Brazil local elections push women to the fore
Brazilian voters head to the polls on Sunday to elect councillors and mayors in more than 5,500 towns and cities. This year a law was passed requiring parties to ensure 30% of their overall candidates are women but the political battle for female politicians is far from over.
When Regina Ramos da Silva decided to run for mayor in the town of Joaquim Pires, she was surprised to find her opponent was another woman.
"After I announced my candidacy, the opposition party also chose a woman," says Ms Ramos, 43, who belongs to Brazil's Workers' Party (PT).
"I guess it is because having a female mayor is something unprecedented. And everyone likes something new."
Joaquim Pires, with a population of some 13,000, is typical of many small towns in Brazil's north-east, with cobbled streets, and small shops and a church on its main square.

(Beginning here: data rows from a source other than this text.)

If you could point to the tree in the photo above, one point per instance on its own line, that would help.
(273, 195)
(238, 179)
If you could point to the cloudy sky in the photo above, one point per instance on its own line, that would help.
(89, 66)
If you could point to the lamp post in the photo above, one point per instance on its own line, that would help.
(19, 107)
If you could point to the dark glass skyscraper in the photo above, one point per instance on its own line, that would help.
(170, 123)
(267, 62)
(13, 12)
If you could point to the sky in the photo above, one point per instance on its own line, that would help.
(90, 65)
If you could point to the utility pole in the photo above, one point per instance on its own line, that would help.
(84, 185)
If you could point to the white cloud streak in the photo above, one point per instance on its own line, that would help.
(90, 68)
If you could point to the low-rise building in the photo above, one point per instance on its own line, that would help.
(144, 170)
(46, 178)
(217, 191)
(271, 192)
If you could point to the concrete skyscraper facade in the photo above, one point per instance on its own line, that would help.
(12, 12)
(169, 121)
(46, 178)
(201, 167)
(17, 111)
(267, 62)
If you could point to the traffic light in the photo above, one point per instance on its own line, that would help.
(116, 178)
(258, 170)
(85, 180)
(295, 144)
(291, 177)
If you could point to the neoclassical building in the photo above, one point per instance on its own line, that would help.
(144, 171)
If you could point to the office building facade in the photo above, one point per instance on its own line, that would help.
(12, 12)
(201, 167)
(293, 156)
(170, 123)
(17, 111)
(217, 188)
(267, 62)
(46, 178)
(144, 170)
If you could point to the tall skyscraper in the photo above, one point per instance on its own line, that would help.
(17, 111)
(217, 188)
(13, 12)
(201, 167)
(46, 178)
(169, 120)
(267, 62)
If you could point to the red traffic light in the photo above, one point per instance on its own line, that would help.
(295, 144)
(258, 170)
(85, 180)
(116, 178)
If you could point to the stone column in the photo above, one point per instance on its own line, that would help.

The problems that the new mayor will have to face include high unemployment among young people, which has prompted many to leave the area.
Others in the community rely on state welfare programmes such as the Bolsa Familia or Family Grant to supplement low incomes.
The problems and challenges of Joaquim Pires are found in other parts of Brazil.
And its all-female election line-up is echoed elsewhere too.
In at least 45 towns, only women are running for mayor, up from 32 in the last election in 2008.
It illustrates a new scenario in Brazilian politics: female participation in municipal elections has risen 85% since the 2008 election.
With Brazil marking 80 years since women were given the vote, two reasons seem to be behind the increase in female participation.
The first is a new gender quota law for party candidates, and the second, the 2010 election of Dilma Rousseff as Brazil's first female president.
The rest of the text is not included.